3.2 Outcome of Efficacy of therapies for acute ischemic stroke
Figure S2 shows the results of the network meta-analysis. According to these data, Sodium ozagrel combined with edaravone was more effective treatment for AIS than edaravone (RR 0.43, 95%CI 0.08–0.61), also was significant between efficacy of edaravone combined with Kininogenase and Sodium ozagrel (RR 4.00, 95%CI 2.47–6.24). Since the network meta-analysis technique does not pre-specify the standard, it only compares and calculates the interrelations across all agents, the referent agent can be changed to placebo. When this was done, the rank ordering of the agents according to their propensity to be associated with onset of AIS remained the same. Relative ratios did not differ between an edaravone with Sodium ozagrel (1.06, 0.80–1.36), or between an edaravone combined with Kininogenase and Sodium ozagrel combined with edaravone (1.63, 0.97–2.66) ( Table 1 ). Figure S3 is an example of the graph yield from the five-way network meta-analysis procedure for the outcome of AIS.
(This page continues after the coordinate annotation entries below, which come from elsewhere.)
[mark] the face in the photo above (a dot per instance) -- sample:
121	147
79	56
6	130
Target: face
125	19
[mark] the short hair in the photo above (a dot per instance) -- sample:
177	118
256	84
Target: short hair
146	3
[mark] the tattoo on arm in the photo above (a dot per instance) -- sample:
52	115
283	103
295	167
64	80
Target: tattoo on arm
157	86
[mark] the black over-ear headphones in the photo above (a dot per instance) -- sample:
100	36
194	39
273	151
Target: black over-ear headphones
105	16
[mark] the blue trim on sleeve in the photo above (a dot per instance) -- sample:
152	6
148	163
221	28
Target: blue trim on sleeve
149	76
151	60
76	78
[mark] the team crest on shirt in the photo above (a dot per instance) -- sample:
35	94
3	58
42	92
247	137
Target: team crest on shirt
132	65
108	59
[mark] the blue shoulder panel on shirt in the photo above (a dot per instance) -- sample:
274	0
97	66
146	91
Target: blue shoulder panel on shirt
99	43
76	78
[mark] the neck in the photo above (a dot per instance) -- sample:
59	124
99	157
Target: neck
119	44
Table 1. Findings of Network Meta-Analyses, Showing the OR Comparing Drugs (95% Credible Interval).
| Placebo | 3.86 | 9.60 | 4.07 | 15.33 |
| 3.18–4.61 | 7.04–13.06 | 3.30–5.01 | 10.03–23.05 | |
| 1.238 | Sodium ozagrel | 2.4888 | 1.0633 | 4.00 |
| 1.213–1.264 | 1.90–3.19 | 0.80–1.36 | 2.47–6.24 | |
| 0.83 | 0.832 | Sodium ozagrel and edaravone | 0.43 | 1.633 |
| 0.79–0.88 | 0.80–0.87 | 0.30–0.61 | 0.97–2.66 | |
| 0.73 | —— | —— | Edaravone | 3.77 |
| 0.70–0.76 | 2.58–5.44 | |||
| 0.76 | —— | —— | 0.77 | Edaravone and Kininogenase |
| 0.65–0.90 | 0.72–0.82 |
Comparisons between drugs should be read from left to right, and the estimate is in the cell in common between the column-defining treatment and the row-defining treatment. For both outcomes, ORs <1 favor the column-defining treatment. To obtain ORs for comparisons in the opposite direction, reciprocals should be taken. OR indicates odds ratio.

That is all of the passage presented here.